Susie Hawkins: Suffering & endurance

Several years ago, our daughter and her husband traveled to California, leaving their 3-year-old Jackson and 18-month-old Julia in our care.

Like all grandparents, we were delighted to keep them. One of those mornings, my husband, O.S., took Jackson with him to his office. Jackson sat on his lap, looking over the desk, asking questions. As O.S. was opening his mail, Jackson grabbed a letter opener and somehow the end of it struck his eye. We soon assumed his eyeball had been scratched since he wouldn't open his eye and later in the day had a patch placed over it. Usually that type of injury heals quickly, but Jackson's eye wasn't any better the next morning.

My husband "happened" to see a friend at lunch, an ophthalmologist, and recounted the story. The doctor told us to go immediately to his office, which did not sound good. Two hours later we were on our way to emergency surgery at the children's hospital for what was a very serious injury. Just the tiniest bit closer to the pupil and Jackson would have been blinded.
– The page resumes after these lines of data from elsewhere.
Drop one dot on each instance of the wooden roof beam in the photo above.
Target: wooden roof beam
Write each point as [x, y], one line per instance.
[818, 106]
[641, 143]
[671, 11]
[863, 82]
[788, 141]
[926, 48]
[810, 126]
Those hours are a blur to me now—Holly and David feverishly booking flights to get home as soon as possible, the doctor and nurse calling them to get permission to operate, finding someone to help with Julia, getting admitted to the hospital, all the while dealing with our growing fears. Thankfully the surgery was a success because his eye was saved, but his lens was completely destroyed.

Thus began a very long road of an almost 3-year-old wearing a contact lens (with all the issues that brings) as well as "patching" almost every day for the next eight or nine years. Patching is a technique used to prevent the brain from shutting down the injured eye by placing a patch over the good eye. The surgeons said once his eye was fully developed (around age 11 or 12), a permanent lens could be implanted. However, the patching was crucial to the whole process; his future vision literally depended upon it.

When a child is barely 3 and his problem can't be fully resolved until he is at least 11—well, that seemed like an eternity. There was no quick fix. Those were long days, weeks and years with many tears, frustrations and weariness on all sides.

Endurance was the name of the game. But time does pass and two summers ago, Jackson had the lens surgery. We still have no words to express our thankfulness to God that it was successful and today his vision is very good.

I experienced this trial through the lens of a wife and a mother. I had such angst in seeing my husband's grief over this accident. He was inconsolable. As a parent and especially as a grandparent, our primary instinct is to protect. How could such a freak accident occur to this child while sitting on his grandfather's lap? As much as others and I tried to comfort him and remind him of God's sovereignty, it was very difficult. O.S. is a strong believer, mature in his faith, to say the least. But this accident helped me realize more than ever how our brains may agree with truth, such as God's care and control, but our emotions—remorse, guilt, self-condemnation—can lag far behind, tormenting us. I couldn't fix that. The best I could do was sit by quietly, pray and entrust O.S. to God's loving care.

As a mom, I have marveled these past years at the resourcefulness and sheer fortitude of young mothers. Truly God equips mommies for their season. I remember one particular morning when Jackson was unusually agitated, wailing, fearful of patching and not being able to see out of his injured eye. I watched as Holly swept him up, soothed him, invented some little game and quietly sang to him walking through their house, pointing out favorite toys and familiar objects. He soon settled down and forgot about the patch. How many times did I see that happen? Too many to remember. God may not remove the trial, but somehow He provides the wisdom, energy and patience to cope with it every time.

The accident is part of our family story, although it is primarily Jackson's. He is growing into a fine young man and I listen carefully when he occasionally refers to the accident. How will this experience affect him in the future? All of us pray it is for God's glory and for our maturity, trusting that God will always provide all we need.

Certainly, "the testing of your faith produces endurance," as we read in Scripture. "But endurance must do its complete work, so that you may be mature and complete, lacking nothing" (James 1:3-4).

Susie Hawkins has been active in ministry as a pastor's wife, teacher and volunteer and is the author of "From One Ministry Wife to Another." She and her husband, O.S. Hawkins, president of Guidestone Financial Resources of the Southern Baptist Convention, have two children and six grandchildren. This column first appeared at Flourish, an online community for ministers' wives sponsored by the North American Mission Board.